When a frame is no longer needed, CPython must release owned references so objects can be collected.

For generators and coroutines, clearing is more delicate because the frame may be suspended. Closing a generator must release its frame state safely.

Example:

def gen():
    data = bytearray(100_000_000)
    yield 1

g = gen()
next(g)
del g

Deleting the generator can release the suspended frame and therefore release data, assuming no other references exist.

28.35 Frame Inspection Example

This program prints a simple call stack:

import sys

def print_stack():
    frame = sys._getframe()
    while frame is not None:
        print(frame.f_code.co_name, frame.f_lineno)
        frame = frame.f_back

def c():
    print_stack()

def b():
    c()

def a():
    b()

a()

Conceptually, the chain is:

print_stack
c
b
a
<module>

The exact line numbers depend on the file.

This example shows how frames form a linked runtime stack visible to Python code.

28.36 Frame Design Tradeoffs

Frames sit between performance and introspection.

CPython wants frames to be fast because every Python call uses them. But Python also exposes frames to user code and tools.

This creates tension:

GoalPressure
Fast callsKeep frames compact and internal
DebuggingExpose rich frame objects
ProfilingPreserve call and line metadata
TracebacksKeep enough state after failure
GeneratorsSupport suspension
CoroutinesSupport async suspension
Memory efficiencyAvoid retaining unnecessary references
CompatibilityPreserve Python-level frame APIs

Much CPython frame work is about balancing these constraints.

28.37 Common Misunderstandings

MisunderstandingCorrect model
A frame is the same as a code objectA frame executes a code object
Every function object has one frameEvery active call has separate frame state
Local variables always live in a dictFunction locals usually use fast slots
locals() is always the real storageIn functions, it may be a view or synchronized mapping
Tracebacks are just stringsTracebacks reference frames and code positions
Generators restart each timeGenerators resume a suspended frame
Closures keep whole outer frames aliveNormally they keep needed cells alive
Frame introspection is freeIt can affect performance and memory lifetime

28.38 Practical Reading Strategy

To study frames in CPython, start from Python-level behavior.

Use:

import dis
import inspect
import sys

Study this function:

def outer(x):
    y = x + 1

    def inner(z):
        return x + y + z

    return inner

Inspect:

fn = outer(10)

print(outer.__code__.co_varnames)
print(outer.__code__.co_cellvars)
print(fn.__code__.co_freevars)
print(fn.__closure__)

dis.dis(outer)
dis.dis(fn)

Then map the output to these concepts:

fast locals
cell variables
free variables
code objects
function objects
frames
stack effects
closure cells

This gives a concrete route from Python syntax to frame internals.

28.39 Chapter Summary

A frame is CPython’s execution record for a running block of Python code. It binds a code object to live runtime state: locals, globals, builtins, stack values, instruction position, exception state, and caller context.
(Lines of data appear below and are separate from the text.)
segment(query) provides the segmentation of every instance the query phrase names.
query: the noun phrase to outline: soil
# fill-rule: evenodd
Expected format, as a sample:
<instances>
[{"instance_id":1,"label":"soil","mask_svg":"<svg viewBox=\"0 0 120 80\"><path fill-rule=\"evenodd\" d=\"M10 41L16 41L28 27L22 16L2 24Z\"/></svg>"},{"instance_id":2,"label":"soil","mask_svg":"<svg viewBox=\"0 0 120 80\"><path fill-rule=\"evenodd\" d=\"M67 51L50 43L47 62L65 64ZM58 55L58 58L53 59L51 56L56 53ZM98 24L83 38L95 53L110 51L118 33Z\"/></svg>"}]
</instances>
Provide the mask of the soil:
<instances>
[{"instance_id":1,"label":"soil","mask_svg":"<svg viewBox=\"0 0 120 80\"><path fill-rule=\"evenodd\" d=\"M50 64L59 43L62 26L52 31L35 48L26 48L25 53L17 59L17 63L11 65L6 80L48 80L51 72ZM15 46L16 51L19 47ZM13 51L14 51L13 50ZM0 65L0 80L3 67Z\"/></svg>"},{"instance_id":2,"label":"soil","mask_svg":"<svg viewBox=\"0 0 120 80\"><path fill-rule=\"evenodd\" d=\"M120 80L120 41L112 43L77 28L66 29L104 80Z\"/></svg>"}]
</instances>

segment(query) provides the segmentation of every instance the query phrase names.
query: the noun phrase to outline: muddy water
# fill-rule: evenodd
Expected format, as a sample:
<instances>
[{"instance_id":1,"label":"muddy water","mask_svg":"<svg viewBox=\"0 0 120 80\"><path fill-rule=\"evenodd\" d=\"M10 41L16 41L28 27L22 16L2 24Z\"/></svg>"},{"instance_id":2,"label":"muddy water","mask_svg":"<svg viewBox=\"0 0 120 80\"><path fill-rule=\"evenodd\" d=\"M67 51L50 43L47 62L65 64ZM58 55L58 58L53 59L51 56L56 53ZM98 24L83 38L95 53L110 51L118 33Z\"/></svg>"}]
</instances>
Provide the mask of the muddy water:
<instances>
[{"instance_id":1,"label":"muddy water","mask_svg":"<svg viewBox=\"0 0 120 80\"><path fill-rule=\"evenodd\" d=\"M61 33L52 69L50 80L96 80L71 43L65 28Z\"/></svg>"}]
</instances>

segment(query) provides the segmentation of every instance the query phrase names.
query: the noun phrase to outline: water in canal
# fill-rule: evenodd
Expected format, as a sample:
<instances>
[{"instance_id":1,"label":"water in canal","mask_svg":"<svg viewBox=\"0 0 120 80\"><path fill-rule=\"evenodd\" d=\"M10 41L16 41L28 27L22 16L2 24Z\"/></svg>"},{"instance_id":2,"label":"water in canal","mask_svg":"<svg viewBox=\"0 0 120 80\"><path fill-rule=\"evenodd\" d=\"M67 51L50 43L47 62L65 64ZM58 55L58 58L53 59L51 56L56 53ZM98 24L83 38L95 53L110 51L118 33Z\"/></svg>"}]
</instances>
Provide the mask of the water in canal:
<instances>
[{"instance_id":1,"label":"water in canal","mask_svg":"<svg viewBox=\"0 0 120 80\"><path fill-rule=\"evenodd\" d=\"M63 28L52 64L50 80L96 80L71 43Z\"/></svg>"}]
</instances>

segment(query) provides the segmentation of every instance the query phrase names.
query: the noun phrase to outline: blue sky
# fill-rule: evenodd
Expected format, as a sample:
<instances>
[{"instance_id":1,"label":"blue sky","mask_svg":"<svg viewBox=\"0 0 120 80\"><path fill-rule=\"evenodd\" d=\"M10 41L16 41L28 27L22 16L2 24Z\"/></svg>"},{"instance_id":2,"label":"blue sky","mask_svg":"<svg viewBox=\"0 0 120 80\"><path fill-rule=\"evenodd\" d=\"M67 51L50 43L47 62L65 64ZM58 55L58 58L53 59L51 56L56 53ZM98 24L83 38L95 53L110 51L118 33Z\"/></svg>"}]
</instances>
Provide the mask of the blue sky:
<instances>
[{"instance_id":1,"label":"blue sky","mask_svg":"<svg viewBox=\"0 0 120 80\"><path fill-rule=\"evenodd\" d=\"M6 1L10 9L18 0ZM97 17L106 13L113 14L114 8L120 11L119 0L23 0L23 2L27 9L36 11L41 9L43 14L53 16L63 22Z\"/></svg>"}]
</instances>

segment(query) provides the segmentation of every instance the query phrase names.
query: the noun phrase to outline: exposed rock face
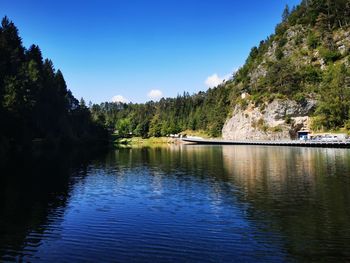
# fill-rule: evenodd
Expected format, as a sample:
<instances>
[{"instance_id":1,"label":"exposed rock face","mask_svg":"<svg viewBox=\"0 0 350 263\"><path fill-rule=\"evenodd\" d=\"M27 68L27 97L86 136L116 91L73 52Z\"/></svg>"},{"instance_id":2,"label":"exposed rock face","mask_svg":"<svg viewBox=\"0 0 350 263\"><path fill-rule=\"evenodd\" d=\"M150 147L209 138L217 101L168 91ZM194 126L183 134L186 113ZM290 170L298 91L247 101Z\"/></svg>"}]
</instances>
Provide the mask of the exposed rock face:
<instances>
[{"instance_id":1,"label":"exposed rock face","mask_svg":"<svg viewBox=\"0 0 350 263\"><path fill-rule=\"evenodd\" d=\"M288 140L309 125L309 114L314 110L315 100L297 103L292 100L274 100L261 107L249 105L245 110L236 106L232 118L222 129L226 140Z\"/></svg>"}]
</instances>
Frames explain function calls, module execution, class bodies, tracebacks, debugging, profiling, recursion, generators, coroutines, closures, and memory retention.

The main model is:

code object
    immutable instructions and metadata

frame
    mutable execution state for one execution

evaluation loop
    runs the frame until return, exception, yield, or suspension

Understanding frames makes the evaluation loop concrete. The interpreter is not executing abstract source code. It is advancing frame state through bytecode instructions.